Haftada bir yapacağınız sosyal etkinlikte bile sizi kısıtlayan, arkadaşlarınızla sadece evde görüşmenize müsade eden, cumartesi günü sadece akraba ziyareti yaptıran adam mı iyi insan? İstediği okulu bitirsin, istediği mesleği yapsın bu kafa yapısıyla bir halt olmaz.
 
Eşiniz hayatınıza çökmüş ve farkında bile değilsiniz. Bunların hepsi de siz izin verdiğiniz için olmuş. İşinizde rahat olduğunuz bu tip adamlara söylenmemesi gerekir mesela.

İşten ayrılmak sizin için fazla lüks. Ruhunuza çöker bu kez ve ona da ok dediğiniz anda bittiğinizin resmidir. Çok seviyorum değil olay burada kafanızı kullanın artık biraz.
 
Verdiği para 1500 TL. Çalışan kadın kocasını verdiği bu paraya, kocam buna kocam para veriyor diyor.
Bizim okuldaki çocukların fabrikada çalışan velilerinin çocuklarına haftalık verdiği harçlık bu kadardır. Şaka gibi. Konu sahibi sıfır harcaması olduğu ve kusura bakmasın ot gibi yaşadığı için bu parayı yeterli görüyor.
 
Ayrıca insanları diplomaları ile etiketlemek ne kadar yanlış. Hani bir söz vardı ya, eşeklik baki kalır diye.

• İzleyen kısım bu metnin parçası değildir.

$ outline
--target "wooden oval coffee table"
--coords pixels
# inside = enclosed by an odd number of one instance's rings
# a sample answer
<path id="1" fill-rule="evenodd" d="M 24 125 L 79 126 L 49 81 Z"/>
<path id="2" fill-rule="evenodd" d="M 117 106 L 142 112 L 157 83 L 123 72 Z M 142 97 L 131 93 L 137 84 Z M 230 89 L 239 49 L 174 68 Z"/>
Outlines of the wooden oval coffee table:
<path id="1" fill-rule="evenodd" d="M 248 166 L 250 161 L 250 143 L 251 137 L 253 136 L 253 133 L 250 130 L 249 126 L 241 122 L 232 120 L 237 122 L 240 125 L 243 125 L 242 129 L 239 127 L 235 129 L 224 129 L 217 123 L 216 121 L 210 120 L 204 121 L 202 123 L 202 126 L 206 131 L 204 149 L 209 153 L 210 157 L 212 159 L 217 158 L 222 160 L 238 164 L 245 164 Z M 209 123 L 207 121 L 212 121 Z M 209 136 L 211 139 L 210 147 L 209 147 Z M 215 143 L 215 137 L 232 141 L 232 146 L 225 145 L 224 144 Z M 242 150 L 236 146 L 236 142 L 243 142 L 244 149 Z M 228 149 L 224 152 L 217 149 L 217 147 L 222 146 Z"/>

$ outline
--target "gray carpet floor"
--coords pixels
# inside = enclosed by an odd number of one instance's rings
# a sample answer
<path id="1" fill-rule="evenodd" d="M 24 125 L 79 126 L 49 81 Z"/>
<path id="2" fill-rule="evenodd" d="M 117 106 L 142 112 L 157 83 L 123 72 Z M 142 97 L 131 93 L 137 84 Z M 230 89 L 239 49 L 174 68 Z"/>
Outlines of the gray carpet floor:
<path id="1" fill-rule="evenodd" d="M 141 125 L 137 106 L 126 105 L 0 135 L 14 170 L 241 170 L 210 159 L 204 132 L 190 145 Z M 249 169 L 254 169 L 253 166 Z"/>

Bir insanın istediği kadar müthiş diplomaları olsun; görgü, nezaket, saygı, sevgi ve idrak konularında diplomaları olmadıktan sonra… öyle düşünün.
 
Okumak meslek sahibi olmak insana bunları aşılamıyor. Bir iş arkadaşım var, karısı çalışmıyor diye her şeyi onun yapmasını bekliyor. Çorabını bile kaldırmıyormuş bir de bunu marifet gibi anlatıyor. Elimin tersinde yapıştırcam bir gün kalacak öyle.

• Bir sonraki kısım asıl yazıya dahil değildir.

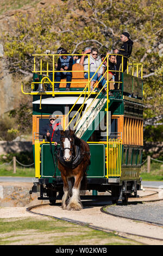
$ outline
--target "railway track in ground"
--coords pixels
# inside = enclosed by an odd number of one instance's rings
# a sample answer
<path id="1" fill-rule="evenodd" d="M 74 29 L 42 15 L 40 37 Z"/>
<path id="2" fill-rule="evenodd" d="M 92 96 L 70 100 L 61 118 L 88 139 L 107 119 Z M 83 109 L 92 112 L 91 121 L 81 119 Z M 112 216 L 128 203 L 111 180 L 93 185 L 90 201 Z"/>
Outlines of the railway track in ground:
<path id="1" fill-rule="evenodd" d="M 103 197 L 102 197 L 102 198 Z M 135 204 L 143 205 L 143 203 L 162 202 L 159 198 L 158 190 L 148 190 L 146 194 L 139 198 L 130 198 L 129 205 Z M 118 214 L 112 214 L 104 210 L 111 202 L 108 200 L 82 201 L 83 209 L 79 211 L 63 210 L 61 202 L 53 206 L 49 204 L 37 204 L 27 208 L 27 211 L 42 216 L 49 216 L 105 232 L 114 232 L 117 235 L 141 242 L 145 245 L 163 245 L 163 224 L 156 222 L 129 218 Z M 109 204 L 108 204 L 109 203 Z M 113 205 L 115 207 L 115 205 Z"/>

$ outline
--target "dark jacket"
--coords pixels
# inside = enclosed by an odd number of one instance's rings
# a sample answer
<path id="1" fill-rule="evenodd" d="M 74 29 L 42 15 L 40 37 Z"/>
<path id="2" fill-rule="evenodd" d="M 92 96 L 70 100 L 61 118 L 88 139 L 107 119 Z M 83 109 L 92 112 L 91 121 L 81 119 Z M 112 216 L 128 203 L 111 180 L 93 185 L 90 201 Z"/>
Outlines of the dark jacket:
<path id="1" fill-rule="evenodd" d="M 61 68 L 64 69 L 65 67 L 66 66 L 68 67 L 68 69 L 67 69 L 67 71 L 71 71 L 72 64 L 73 58 L 71 56 L 67 56 L 66 59 L 64 59 L 62 56 L 60 56 L 58 60 L 57 70 L 58 71 L 60 71 Z M 63 72 L 63 74 L 66 75 L 66 72 Z"/>
<path id="2" fill-rule="evenodd" d="M 109 70 L 112 70 L 113 71 L 109 71 L 112 73 L 112 75 L 114 76 L 116 74 L 116 72 L 115 72 L 115 70 L 116 70 L 116 66 L 115 63 L 112 63 L 111 62 L 109 59 Z"/>
<path id="3" fill-rule="evenodd" d="M 125 42 L 122 45 L 120 49 L 119 50 L 118 54 L 123 55 L 123 56 L 129 58 L 131 54 L 133 48 L 133 42 L 131 39 Z M 117 56 L 117 60 L 121 60 L 121 56 Z"/>
<path id="4" fill-rule="evenodd" d="M 51 124 L 48 124 L 43 126 L 40 132 L 40 135 L 46 135 L 46 133 L 48 132 L 50 133 L 51 141 L 59 142 L 60 141 L 60 130 L 62 130 L 62 126 L 61 126 L 60 123 L 57 119 L 54 123 L 53 128 Z M 48 138 L 47 137 L 47 138 Z"/>

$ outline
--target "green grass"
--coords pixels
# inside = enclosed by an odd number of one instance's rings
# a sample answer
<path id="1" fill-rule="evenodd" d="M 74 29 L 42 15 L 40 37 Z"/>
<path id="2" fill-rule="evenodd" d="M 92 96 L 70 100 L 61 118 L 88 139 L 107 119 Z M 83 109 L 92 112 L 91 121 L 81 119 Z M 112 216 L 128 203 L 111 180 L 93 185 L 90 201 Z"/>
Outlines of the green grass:
<path id="1" fill-rule="evenodd" d="M 163 164 L 161 163 L 151 161 L 150 173 L 147 173 L 146 163 L 141 167 L 141 176 L 143 181 L 163 181 Z"/>
<path id="2" fill-rule="evenodd" d="M 141 245 L 114 232 L 96 230 L 51 217 L 0 218 L 0 245 Z"/>
<path id="3" fill-rule="evenodd" d="M 16 173 L 13 173 L 13 167 L 7 166 L 0 168 L 0 176 L 11 176 L 13 177 L 35 177 L 35 169 L 34 168 L 25 168 L 16 167 Z"/>

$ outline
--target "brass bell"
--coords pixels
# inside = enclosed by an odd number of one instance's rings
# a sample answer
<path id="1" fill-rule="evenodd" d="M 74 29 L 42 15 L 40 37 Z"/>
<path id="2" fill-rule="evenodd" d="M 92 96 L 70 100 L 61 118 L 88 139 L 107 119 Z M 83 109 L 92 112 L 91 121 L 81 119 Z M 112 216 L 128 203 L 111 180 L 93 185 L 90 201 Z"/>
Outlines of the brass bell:
<path id="1" fill-rule="evenodd" d="M 42 83 L 39 83 L 39 88 L 36 92 L 45 92 L 44 90 L 44 88 Z"/>

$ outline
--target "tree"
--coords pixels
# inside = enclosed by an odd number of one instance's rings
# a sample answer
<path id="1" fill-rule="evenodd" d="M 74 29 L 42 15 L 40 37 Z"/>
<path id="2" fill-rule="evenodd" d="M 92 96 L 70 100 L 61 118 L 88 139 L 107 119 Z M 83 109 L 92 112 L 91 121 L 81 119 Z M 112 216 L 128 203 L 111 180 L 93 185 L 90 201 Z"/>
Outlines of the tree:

Evlenmişsiniz ama eş görev paylaşımınız dengesiz olmuş. Eşlerin ikisi de çalışsa da illa birinin işi daha yorucu olur ve daha az yorulanın bir tık fazla sorumluluk alması normaldir. Ama sizde durum bir tıkla kalmamış. Eşiniz sizin isteklerinize, alanınıza saygı duymuyor. Bu zamana kadar da onun istediği gibi bir hayat yaşadığınız için geçinmişsiniz. Ev dışında arkadaşınızla görüşmenize bile laf ediyor. Kıyaslama yapacaksanız daha iyi örneklerle kıyaslayın. Daha kötü eşlerle kıyaslayıp bu adama minnet etmeyin. Daha fazla sorumluluk verin, arkasını toplamayın. Kendisi gelmek istemiyorsa siz arkadaşınızla çıkın dışarı oturun. Yalnızca eşinizin evde olmadığı zamanlar değil kendiniz de plan yapıp çıkın. Evliliğiniz onun kurduğu bir evcilik oyunu gibi bir şey olmuş.
 
Hanımefendi iyi misiniz? Siz kocanızın hizmetçi olmuyorsunuz. Evlilik böyle bir şey. Ne bekliyorsunuz? İş yapmak istemiyorsanız kazancınızla eve yardımcı alacaksınız. Adam daha ne yapsın size. Çalışmasanız da bu işleri siz yapacaksınız. Kaldı ki eşiniz size göre daha yoğun ve yorucu tempoda çalışıyormuş. Sorumluluk almayacaksanız niye evlendiniz? Yarın öbür gün çocuğunuz olsa adamcağız kucağına almasa adamı boğarsınız siz. Adamın yerinde olsam bir kez daha düşünürüm. Çünkü siz bu kafayla bu adamı durduk yere boşarsınız. Kafaya taktığınız şeyler bir cevizin kabuğunu doldurmaz. Alın yardımcı evinize baksın madem.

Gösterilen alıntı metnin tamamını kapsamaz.